Import dependencies

In [None]:
%reload_ext autoreload
%autoreload 1
%matplotlib inline

import matplotlib.pyplot as plt
import numpy as np
import pandas as pd
import cobra
import escher

# Load model

In [None]:
model = cobra.io.load_json_model("./models/iMM904.json")

# Utilities

In [None]:
def print_formulas(reaction):
    """Print formulas of reactants and products of a reaction."""
    print('reactants')
    for reactant in reaction.reactants:
        print(f'{reactant.id} ({reactant.name}): F {reactant.formula}')
    print('products')
    for product in reaction.products:
        print(f'{product.id} ({product.name}): F {product.formula}')

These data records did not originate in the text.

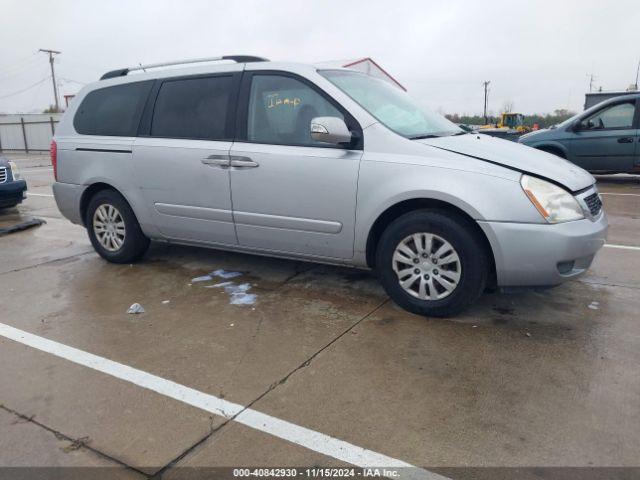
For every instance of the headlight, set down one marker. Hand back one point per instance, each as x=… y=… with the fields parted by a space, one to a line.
x=555 y=204
x=14 y=171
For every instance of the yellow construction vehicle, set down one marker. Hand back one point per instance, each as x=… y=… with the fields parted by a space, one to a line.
x=509 y=122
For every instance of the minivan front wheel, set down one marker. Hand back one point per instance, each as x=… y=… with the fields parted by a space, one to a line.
x=113 y=228
x=431 y=263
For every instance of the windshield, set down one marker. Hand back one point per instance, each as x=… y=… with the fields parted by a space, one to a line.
x=391 y=106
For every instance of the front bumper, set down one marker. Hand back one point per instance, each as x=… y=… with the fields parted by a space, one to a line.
x=541 y=254
x=12 y=193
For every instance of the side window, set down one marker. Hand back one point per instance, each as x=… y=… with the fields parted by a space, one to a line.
x=281 y=109
x=192 y=108
x=112 y=111
x=616 y=116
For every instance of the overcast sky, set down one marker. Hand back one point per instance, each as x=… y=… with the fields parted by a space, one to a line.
x=537 y=54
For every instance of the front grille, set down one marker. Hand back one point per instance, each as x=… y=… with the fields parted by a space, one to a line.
x=593 y=203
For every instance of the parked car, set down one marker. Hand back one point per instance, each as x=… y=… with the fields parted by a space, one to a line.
x=13 y=189
x=603 y=139
x=327 y=165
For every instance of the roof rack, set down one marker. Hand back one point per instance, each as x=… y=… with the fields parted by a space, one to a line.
x=236 y=58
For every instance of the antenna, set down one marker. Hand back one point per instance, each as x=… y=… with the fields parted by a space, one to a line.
x=592 y=77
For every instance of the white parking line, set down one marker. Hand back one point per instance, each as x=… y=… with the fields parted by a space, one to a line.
x=36 y=169
x=621 y=247
x=621 y=194
x=310 y=439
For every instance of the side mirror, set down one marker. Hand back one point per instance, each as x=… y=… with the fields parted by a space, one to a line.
x=330 y=130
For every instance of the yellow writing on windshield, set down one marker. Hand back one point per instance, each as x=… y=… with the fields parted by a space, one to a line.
x=274 y=100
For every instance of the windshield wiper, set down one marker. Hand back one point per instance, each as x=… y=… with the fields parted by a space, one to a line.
x=422 y=137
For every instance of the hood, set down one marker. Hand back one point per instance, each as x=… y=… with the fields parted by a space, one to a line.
x=517 y=157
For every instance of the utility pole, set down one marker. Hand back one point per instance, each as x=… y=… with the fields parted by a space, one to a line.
x=53 y=75
x=592 y=77
x=486 y=98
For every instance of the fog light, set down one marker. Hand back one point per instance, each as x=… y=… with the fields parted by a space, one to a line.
x=565 y=267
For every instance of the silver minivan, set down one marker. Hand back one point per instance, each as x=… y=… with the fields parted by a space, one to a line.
x=327 y=165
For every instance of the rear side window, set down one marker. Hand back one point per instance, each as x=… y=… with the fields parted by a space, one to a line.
x=112 y=111
x=193 y=108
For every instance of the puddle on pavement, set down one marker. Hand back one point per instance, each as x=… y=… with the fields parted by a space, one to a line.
x=238 y=293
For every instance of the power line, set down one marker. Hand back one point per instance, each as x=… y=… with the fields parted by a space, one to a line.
x=486 y=98
x=53 y=74
x=25 y=89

def print_formula_weights(reaction):
    """Print formula weights of reactants and products of a reaction."""
    print('reactants')
    for reactant in reaction.reactants:
        print(f'{reactant.id} ({reactant.name}): MW {reactant.formula_weight}')
    print('products')
    for product in reaction.products:
        print(f'{product.id} ({product.name}): MW {product.formula_weight}')
        
def print_stoichiometry(reaction):
    """Pretty-print stoichiometry of reaction."""
    for metabolite, coeff in reaction.metabolites.items():
        print(f'{coeff}, {metabolite.name}')

# Objective function

Get objective function (biomass/growth)

In [None]:
biomass = model.reactions.BIOMASS_SC5_notrace
biomass

In [None]:
print_stoichiometry(biomass)

> These stoichiometric constants were determined by the relative compositions (i.e. mass fractions) of these compounds in exponentially growing yeast, as determined from experiments (Mo et al., 2009).
>
> If the protocol described in Thiele & Palsson (2010) is followed, particularly figure 11, then the stoichiometric constants are expressed in terms of mmol substrate per g<sub>DW</sub>.  For example, there is 0.4588 mmol alanine in 1 gram (dry weight) of cell.

Medium

In [None]:
model.medium

Unrestrict bounds

In [None]:
model.reactions.get_by_id('EX_glc__D_e').bounds = (-10, 0)
model.reactions.get_by_id('EX_o2_e').bounds = (-999999.0, 0)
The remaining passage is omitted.